João, acostumado em conviver com os Kalunga e com sua família negra por parte de mãe, me perguntou:
“Pai,  e este menino branquinho? Compra ele pra mim?”

Dona Getúlia logo respondeu: “Mas môço ! Nóis qui era escravo e João querendo comprar minino branco!”


Todos riram, mas os Suíços nada entenderam. 

sexta-feira, 16 de janeiro de 2015

O Carmanjo e a melhor parte da galinha









O  Carmanjo e a melhor parte da galinha


Carmanjo é um personagem do folclore Kalunga. É um sujeito inteligente, bem-humorado,  mas é espertalhão e gosta de levar vantagem em tudo.
Os Kalunga contam várias histórias do Carmanjo, dentre elas a que se segue:

Numa noite escura, já bem tarde, o Carmanjo, navegando  pelo Vão de Almas em sua mulinha, passa por uma casa e grita:
“ Kalungueiro ! Qual é a melhor parte da galinha?”
O morador da casa responde, lá de dentro:
“É o ovo ! (1)  O Carmanjo toca em frente e vai embora.
Um mês depois (2)  , o Carmanjo volta pela mesma estrada cavaleira e , passando pela mesma casa à noite, grita: “Com quê?”
O morador Kalunga responde : “Com sal !” (3) 



(1) Sustentabilidade – os Kalunga não gostam de matar galinhas, pois as preferem para produção de ovos e para reprodução.
(2) Tempo – nas regiões mais remotas, uma semana ou um mês faz pouca diferença no tempo ( Vide Hoje é maio).

(3)  O Sal – muito raro e caro. Era buscado de barcaça em Belém do Pará, pelos rios Paraná e Tocantins. Um prato de sal equivalia a dois dias de trabalho.

A Vigília do Sereno







A Vigília do Sereno


Noite de São João. No povoado ritualístico ao redor da Capela do Vão de Almas, a comunidade se reúne em três dias de festas em louvor a São João Batista. Durante os festejos, muitos “adjuntos” (reuniões), muitos encontros, muita reza, muita comida e bebidas. Fartura de um festejo kalunga.

Na noite de São João, após a folia passar de casa em casa, abençoando a todos com a bandeira, os “tronco véio” ( os patriarcas) se reúnem em torno de uma fogueira.

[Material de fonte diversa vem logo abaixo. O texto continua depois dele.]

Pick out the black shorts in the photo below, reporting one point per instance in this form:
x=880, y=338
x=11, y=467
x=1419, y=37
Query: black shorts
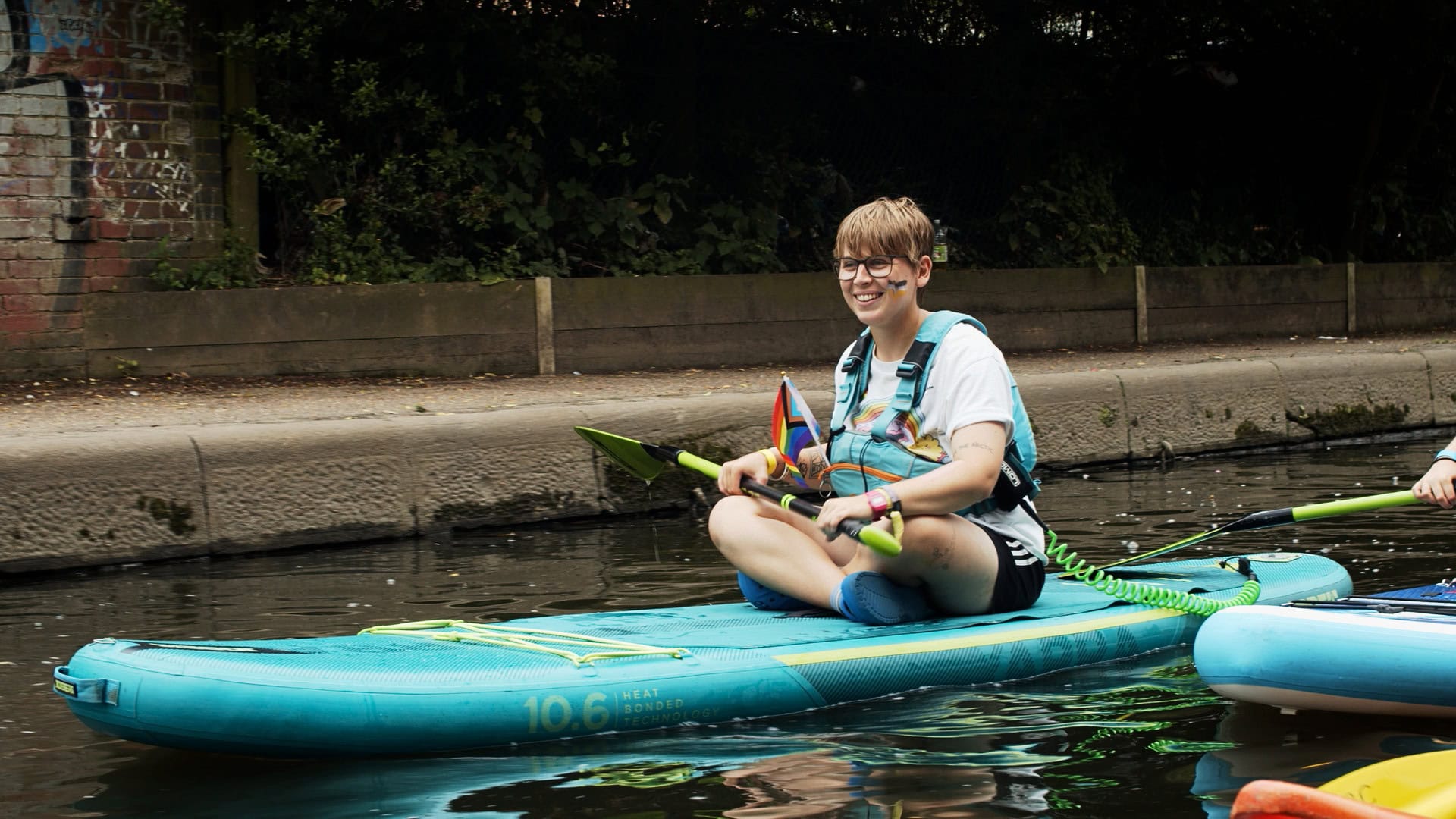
x=1019, y=576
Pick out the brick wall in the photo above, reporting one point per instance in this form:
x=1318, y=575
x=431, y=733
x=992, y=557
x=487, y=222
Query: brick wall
x=109, y=142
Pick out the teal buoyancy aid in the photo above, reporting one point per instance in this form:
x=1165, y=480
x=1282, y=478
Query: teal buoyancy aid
x=864, y=461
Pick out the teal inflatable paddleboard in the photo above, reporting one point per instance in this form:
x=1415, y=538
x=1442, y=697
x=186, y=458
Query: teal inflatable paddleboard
x=452, y=687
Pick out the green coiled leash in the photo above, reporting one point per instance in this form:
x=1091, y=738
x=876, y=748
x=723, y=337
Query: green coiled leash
x=1145, y=594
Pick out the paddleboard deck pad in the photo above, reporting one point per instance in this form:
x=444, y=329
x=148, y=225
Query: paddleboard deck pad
x=1388, y=653
x=456, y=687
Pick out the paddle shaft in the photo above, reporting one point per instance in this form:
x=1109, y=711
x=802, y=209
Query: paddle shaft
x=877, y=539
x=1282, y=516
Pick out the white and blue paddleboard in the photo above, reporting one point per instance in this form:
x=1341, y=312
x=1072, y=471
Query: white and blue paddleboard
x=450, y=687
x=1391, y=653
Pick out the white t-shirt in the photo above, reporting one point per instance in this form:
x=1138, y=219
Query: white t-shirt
x=967, y=384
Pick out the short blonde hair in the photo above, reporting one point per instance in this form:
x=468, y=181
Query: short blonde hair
x=894, y=228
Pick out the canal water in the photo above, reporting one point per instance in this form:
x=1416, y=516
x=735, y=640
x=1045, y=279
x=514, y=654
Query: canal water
x=1133, y=738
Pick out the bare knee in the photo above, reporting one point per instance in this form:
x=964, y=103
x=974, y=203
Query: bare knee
x=728, y=512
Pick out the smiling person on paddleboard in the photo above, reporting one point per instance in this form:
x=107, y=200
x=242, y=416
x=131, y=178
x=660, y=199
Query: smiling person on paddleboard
x=928, y=431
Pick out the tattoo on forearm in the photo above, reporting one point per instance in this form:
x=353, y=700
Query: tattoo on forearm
x=965, y=449
x=813, y=465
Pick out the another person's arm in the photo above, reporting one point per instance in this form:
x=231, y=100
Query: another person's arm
x=1439, y=483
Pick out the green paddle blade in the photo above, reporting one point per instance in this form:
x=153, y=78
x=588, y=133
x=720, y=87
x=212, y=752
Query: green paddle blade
x=631, y=455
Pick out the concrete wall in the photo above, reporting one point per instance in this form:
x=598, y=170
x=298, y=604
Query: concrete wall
x=109, y=140
x=631, y=324
x=83, y=499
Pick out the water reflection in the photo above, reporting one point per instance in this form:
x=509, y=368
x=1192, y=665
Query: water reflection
x=1107, y=741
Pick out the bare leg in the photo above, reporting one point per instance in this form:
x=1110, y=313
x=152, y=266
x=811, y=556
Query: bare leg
x=778, y=548
x=949, y=556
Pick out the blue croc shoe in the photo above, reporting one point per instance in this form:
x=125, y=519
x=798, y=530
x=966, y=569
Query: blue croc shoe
x=868, y=596
x=767, y=599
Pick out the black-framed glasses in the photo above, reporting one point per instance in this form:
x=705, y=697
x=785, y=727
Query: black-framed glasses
x=878, y=267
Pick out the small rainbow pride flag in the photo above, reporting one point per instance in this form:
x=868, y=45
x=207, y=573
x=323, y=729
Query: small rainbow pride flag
x=792, y=428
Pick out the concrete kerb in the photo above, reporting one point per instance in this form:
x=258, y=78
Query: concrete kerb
x=86, y=499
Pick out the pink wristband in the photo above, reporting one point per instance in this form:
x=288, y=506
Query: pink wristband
x=878, y=503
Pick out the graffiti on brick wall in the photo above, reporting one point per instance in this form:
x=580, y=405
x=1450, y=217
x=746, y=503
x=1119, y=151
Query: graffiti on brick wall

 Colocam uma pedra chata ou uma taboa no chão e sobre ela seis pedrinhas de sal, significando os meses de outubro, novembro, dezembro, janeiro, fevereiro e março, respectivamente.

Em seguida, eles ficam a noite toda “vigiando o sereno”.
De manhã, as pedras que estiverem mais derretidas apontam os meses de maior ocorrência das chuvas.


Assim, com a Vigília do Sereno, os Kalunga definem os melhores meses de iniciarem o plantio de suas roças, para a produção das comidas provisórias.

quinta-feira, 15 de janeiro de 2015

Longe da prefeição





Longe da prefeição

Certa ocasião, durante a campanha para eleições municipais, o então prefeito de Teresina de Goiás e candidato à re-eleição, esteve na Fazenda Ema – Sítio Kalunga, em campanha.
Chegou na casa de Dona Leó, a cumprimentou, tomou café, pediu seu voto e os da comunidade, despediu-se e partiu em direção aos outros conglomerados familares da região.
A velha Kalunga, sorridente e com o  bom humor de sempre, me disse:
“Ó meu fio, esses políticos tão procurando por uma pá” !
“Uma pá“? -pensei eu. Perguntei a ela: “Como uma pá, Dona Leó”?
Ela respondeu: “Uma pá pra escorá”!- batendo forte na minha omoplata.
E continuou: “Ô Lana, esses prefeito pensa qui é prefeito, acha qui é prefeito, mas tão longe da prefeição”!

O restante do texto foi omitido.